A new 16ft installation that visually represents the issue of air pollution has been welcomed and supported by the University's Professor Iain Stewart MBE.
LUNGS was unveiled in London by E.ON on Thursday as part of the energy company's Clean Air campaign. The installation uses near real-time data on pollution levels across the capital, focusing upon Nitrogen Dioxide, Sulphur Dioxide and PM 2.5. When pollution levels reach the limits set by the World Health Organisation, coloured smoke is released into the LUNGS representing the proportionate levels of the three featured pollutants.

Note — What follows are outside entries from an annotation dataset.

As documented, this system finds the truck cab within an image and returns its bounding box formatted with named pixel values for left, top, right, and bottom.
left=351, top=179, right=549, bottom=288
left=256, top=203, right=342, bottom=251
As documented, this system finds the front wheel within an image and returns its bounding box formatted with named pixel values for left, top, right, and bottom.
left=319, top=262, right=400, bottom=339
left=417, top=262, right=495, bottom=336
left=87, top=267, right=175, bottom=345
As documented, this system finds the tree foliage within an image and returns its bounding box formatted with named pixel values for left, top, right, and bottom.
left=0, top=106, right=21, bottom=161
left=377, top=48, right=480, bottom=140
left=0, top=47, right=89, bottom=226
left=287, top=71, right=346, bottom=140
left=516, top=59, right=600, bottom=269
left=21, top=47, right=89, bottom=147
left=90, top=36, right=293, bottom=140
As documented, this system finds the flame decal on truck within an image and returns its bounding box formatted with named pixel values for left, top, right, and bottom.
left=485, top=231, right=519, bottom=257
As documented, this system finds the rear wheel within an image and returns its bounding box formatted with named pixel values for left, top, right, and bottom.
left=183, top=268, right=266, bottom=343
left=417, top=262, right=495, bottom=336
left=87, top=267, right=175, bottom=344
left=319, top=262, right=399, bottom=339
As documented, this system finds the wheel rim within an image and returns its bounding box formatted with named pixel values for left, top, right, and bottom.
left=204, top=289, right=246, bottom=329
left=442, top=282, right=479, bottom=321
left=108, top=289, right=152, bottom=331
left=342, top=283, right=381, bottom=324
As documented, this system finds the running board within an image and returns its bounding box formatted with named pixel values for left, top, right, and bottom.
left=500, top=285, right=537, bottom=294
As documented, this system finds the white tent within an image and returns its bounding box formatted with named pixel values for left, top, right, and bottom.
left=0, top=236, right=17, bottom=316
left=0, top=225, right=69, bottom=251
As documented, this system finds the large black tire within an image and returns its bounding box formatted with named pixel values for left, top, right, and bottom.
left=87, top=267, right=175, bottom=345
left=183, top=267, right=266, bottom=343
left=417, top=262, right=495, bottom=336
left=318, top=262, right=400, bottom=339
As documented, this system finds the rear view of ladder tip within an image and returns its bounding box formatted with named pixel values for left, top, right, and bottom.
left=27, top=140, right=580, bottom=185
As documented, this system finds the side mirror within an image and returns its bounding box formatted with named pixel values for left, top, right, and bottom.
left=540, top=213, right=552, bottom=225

Professor Stewart, who is the head of the University's Sustainable Earth Institute, and a UNESCO Chair in Geoscience and Society, welcomed this fresh public spotlight on air pollution. He said:
"Highlighting scientific concerns over dirty air in our towns and cities is an important way to highlight the wider critical issue of climate change, because improving the quality of the air we breath each day depends on changing our environmental behaviour and embracing clean energy technologies, such as electric vehicles. But that in turn shifts the focus to how we generate that electricity, which can only be achieved by shifting rapidly away from energy production by fossil fuels to renewable energy sources. That is why it is important to support energy companies like E.ON that are leading the transition to renewable energy."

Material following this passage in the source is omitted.